Published February 2015 by Harper Collins.
Goodreads Synopsis: Miles has a quirky interest in famous people’s last words, especially François Rabelais’s final statement, “I go to seek a Great Perhaps.” Determined not to wait for death to begin a similar quest, Miles convinces his parents to let him leave home. Once settled at Culver Creek Preparatory School, he befriends a couple of equally gifted outcasts: his roommate Chip―commonly known as the Colonel—who has a predilection for memorizing long, alphabetical lists for fun; and the beautiful and unpredictable Alaska, whom Miles comes to adore.
The kids grow closer as they make their way through a school year filled with contraband, tests, pranks, breakups, and revelations about family and life.
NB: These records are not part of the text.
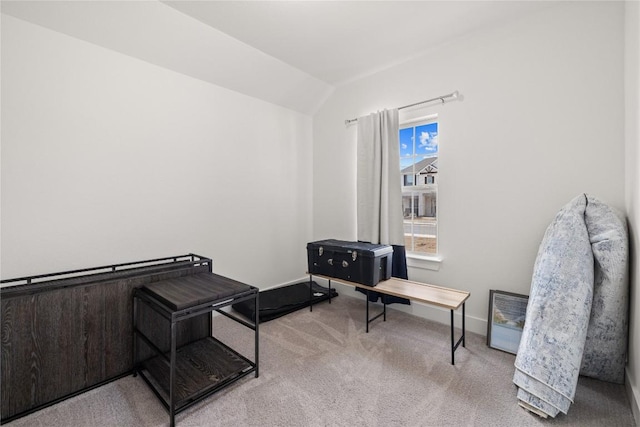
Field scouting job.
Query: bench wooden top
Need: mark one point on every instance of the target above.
(448, 298)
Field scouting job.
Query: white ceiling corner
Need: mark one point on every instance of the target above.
(289, 53)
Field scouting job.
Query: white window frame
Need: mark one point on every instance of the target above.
(418, 259)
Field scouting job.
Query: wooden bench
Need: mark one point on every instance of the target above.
(451, 299)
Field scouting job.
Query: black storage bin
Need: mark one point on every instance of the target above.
(359, 262)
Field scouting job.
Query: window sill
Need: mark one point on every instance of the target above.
(425, 262)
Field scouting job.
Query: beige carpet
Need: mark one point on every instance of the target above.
(322, 369)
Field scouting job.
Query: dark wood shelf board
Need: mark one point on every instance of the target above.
(202, 367)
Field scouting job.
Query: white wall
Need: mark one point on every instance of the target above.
(542, 121)
(108, 159)
(632, 186)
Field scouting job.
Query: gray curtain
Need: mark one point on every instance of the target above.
(379, 193)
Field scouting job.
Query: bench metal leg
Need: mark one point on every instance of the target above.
(310, 293)
(454, 344)
(383, 313)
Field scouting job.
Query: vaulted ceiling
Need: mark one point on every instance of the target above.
(290, 53)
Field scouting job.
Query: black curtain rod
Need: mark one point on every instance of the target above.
(453, 95)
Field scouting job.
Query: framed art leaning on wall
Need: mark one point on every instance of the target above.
(507, 313)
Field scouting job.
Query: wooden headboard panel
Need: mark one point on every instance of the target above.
(65, 333)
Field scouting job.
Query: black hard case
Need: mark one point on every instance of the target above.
(359, 262)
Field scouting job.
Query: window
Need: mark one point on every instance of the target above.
(419, 169)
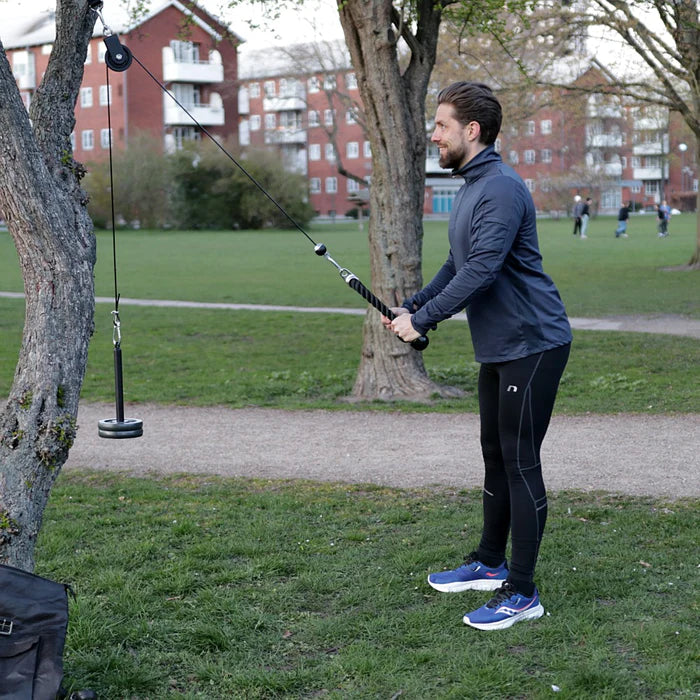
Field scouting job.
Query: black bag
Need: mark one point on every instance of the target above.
(33, 625)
But as the story hurtles toward its shattering climax, chapter headings like “forty-six days before” and “the last day” portend a tragic event―one that will change Miles forever and lead him to new conclusions about the value of his cherished “Great Perhaps.”
My review is of the tenth anniversary special edition, which contains bonus content and deleted scenes.
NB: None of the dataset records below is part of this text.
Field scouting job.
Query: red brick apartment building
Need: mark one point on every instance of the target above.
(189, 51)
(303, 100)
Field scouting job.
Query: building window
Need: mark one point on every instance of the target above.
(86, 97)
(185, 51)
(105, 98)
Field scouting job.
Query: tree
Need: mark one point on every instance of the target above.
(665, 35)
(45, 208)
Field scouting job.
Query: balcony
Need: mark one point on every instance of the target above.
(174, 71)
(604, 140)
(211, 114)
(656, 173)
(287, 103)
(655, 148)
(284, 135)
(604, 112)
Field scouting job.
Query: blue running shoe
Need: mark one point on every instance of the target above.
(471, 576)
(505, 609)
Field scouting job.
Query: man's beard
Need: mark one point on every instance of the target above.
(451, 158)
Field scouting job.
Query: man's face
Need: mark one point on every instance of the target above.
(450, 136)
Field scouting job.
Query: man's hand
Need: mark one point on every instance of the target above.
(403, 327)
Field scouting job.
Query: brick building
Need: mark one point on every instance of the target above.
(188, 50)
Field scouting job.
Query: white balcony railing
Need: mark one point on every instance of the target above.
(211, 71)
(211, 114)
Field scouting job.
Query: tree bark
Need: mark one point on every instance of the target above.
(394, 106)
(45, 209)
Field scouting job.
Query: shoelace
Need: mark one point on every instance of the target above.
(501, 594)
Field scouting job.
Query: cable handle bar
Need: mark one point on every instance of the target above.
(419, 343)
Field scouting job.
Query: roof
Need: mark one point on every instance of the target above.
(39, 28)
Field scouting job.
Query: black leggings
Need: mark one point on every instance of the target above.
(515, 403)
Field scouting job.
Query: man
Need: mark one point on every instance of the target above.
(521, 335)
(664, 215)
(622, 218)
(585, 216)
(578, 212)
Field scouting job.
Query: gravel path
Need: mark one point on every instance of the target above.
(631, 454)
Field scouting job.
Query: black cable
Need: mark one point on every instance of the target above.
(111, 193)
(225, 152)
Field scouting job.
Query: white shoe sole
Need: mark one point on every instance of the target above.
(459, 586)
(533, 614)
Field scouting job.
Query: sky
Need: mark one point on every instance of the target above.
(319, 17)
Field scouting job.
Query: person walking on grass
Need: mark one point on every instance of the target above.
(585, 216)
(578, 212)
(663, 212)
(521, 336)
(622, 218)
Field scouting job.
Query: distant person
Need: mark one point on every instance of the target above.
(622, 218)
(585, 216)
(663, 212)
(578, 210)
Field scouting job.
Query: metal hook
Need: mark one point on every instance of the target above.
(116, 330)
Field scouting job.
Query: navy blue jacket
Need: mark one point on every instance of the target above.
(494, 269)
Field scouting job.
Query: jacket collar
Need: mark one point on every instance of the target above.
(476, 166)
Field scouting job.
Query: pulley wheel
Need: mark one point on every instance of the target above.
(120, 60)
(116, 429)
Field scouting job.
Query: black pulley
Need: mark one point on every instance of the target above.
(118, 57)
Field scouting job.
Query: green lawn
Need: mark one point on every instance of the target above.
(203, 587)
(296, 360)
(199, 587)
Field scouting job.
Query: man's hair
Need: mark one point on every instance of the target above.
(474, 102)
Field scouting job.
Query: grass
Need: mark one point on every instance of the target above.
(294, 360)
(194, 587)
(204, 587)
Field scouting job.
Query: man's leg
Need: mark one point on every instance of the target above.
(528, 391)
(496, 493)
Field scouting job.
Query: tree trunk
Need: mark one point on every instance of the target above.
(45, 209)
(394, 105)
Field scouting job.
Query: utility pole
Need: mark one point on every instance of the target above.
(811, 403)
My Review: This book came as a surprise in the post, but I was so excited when it arrived. I read Looking For Alaska last year, in the short period after finishing John Green’s latest book, The Fault in Our Stars, and I wasn’t sure about rereading it – but I ended up doing so and I think I loved it even more than I did the first time around.
Going back to revisit Miles and Alaska and the Colonel felt like a nostalgic reunion with old friends – I forgot how much I loved the characters and their chemistry. Though I feel that all of John Green’s characters are somewhat similar, I can’t fault them. They’re always endlessly funny, yet complex, and they have such well developed back-stories. Since my first read, I’d forgotten much of Alaska’s background and how it connects with her future, and it was quite haunting to rediscover it.
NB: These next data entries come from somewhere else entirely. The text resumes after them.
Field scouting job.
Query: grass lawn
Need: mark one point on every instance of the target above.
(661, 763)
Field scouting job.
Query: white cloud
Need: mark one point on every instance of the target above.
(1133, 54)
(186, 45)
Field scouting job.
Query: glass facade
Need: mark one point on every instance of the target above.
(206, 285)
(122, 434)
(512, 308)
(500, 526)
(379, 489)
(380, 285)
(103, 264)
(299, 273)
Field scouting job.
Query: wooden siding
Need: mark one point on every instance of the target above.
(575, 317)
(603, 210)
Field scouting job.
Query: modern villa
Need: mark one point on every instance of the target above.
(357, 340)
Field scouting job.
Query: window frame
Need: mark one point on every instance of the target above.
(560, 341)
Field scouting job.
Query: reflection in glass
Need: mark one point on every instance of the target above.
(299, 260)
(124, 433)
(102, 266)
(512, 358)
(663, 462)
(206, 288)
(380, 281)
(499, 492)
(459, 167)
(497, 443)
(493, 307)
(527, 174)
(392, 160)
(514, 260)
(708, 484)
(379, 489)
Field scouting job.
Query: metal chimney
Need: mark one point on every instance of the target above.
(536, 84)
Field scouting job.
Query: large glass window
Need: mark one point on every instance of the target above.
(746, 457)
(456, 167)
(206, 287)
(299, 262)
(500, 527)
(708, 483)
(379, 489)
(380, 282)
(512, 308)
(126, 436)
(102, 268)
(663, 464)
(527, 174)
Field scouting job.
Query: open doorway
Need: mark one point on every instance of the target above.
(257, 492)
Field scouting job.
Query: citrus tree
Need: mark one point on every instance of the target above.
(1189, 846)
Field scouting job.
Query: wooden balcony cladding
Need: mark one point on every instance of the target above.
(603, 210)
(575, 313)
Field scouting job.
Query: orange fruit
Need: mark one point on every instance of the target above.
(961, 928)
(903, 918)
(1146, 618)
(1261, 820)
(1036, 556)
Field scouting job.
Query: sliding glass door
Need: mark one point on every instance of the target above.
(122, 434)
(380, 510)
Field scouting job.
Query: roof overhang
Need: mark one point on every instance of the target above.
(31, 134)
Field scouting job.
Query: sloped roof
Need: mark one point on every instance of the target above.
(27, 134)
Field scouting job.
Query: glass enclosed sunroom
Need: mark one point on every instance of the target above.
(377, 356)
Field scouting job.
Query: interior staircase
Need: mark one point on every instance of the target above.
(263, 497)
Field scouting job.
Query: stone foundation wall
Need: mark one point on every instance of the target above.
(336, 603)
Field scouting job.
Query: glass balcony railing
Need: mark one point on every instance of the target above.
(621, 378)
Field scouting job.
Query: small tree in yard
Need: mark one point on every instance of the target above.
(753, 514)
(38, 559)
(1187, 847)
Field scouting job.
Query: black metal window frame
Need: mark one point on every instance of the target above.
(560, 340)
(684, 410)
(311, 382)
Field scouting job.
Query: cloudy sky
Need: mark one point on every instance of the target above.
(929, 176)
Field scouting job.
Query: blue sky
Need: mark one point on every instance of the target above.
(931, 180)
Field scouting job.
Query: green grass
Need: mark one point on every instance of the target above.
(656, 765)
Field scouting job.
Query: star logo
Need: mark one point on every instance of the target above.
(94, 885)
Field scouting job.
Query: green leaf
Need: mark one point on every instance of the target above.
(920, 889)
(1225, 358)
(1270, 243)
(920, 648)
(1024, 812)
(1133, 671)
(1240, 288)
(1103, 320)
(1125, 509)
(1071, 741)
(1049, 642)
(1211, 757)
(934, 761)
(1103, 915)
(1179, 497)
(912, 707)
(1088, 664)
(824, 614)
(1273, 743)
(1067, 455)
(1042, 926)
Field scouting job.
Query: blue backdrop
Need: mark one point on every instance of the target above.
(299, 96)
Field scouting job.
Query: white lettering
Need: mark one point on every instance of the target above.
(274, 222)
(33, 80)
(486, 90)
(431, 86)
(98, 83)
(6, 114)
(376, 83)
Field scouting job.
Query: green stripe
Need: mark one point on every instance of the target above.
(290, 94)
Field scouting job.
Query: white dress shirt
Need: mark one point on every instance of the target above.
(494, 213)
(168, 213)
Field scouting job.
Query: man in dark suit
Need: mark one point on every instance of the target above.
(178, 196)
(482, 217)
As for the plot, I somehow felt even more absorbed, knowing what was coming (though admittedly I forgot at which point the BIG PLOT TWIST THAT BROKE MY HEART happened, and it struck me really hard and I spent the rest of the night crying to my friend). I also picked up on some parallels in the ‘before’ and ‘after’ sections that the book is split into – I didn’t notice how events lined up and how the story begins 135 days before and ends 135 days after, exactly. This is why rereading is the best – There are so many things you pick up that you hadn’t noticed before!
However, I did dislike some bits of the plot – I loved the ending but I don’t feel it did the book justice, that near-end scene just felt a little disjointed and random to me. The ‘before’ part is definitely the best part, plot-wise, as in the ‘after’ I felt everything was just dragged out a little. However, it was definitely the most emotional part. I couldn’t help but tear up at so many parts.
the reason I’m reviewing this book again is because it’s a new edition, with bonus stuff, so I thought I may as well do a new post and not just reblog my old review. At the back of this edition there’s actually more new content than I’d anticipated – I loved reading John Green’s articulately answered Q&A, thought my favourite thing was the deleted scenes. There were original drafts of scenes such as the opening pages of the book, where Miles is saying goodbye to his parents and starting at Culver Creek school. I found it so fascinating to see how John Green’s writing developed over many rewrites.
Overall, I really recommend Looking For Alaska, especially this copy – whether you haven’t read it before and want to start reading Green’s books (Warning, does not come with tissues, you must purchase these yourself.) or whether you’re a long-time fan, as the new things included are really great! Also, hai, gorgeous shiny cover. The story is one of those rare ones that touches you in a way not many can. It rips your heart to pieces then puts it back together, over and over. The characters never truly leave you – the whole book is just unforgettable.
I received a copy of Looking For Alaska from the publisher, in exchange for a review. In no way at all did this affect my thoughts.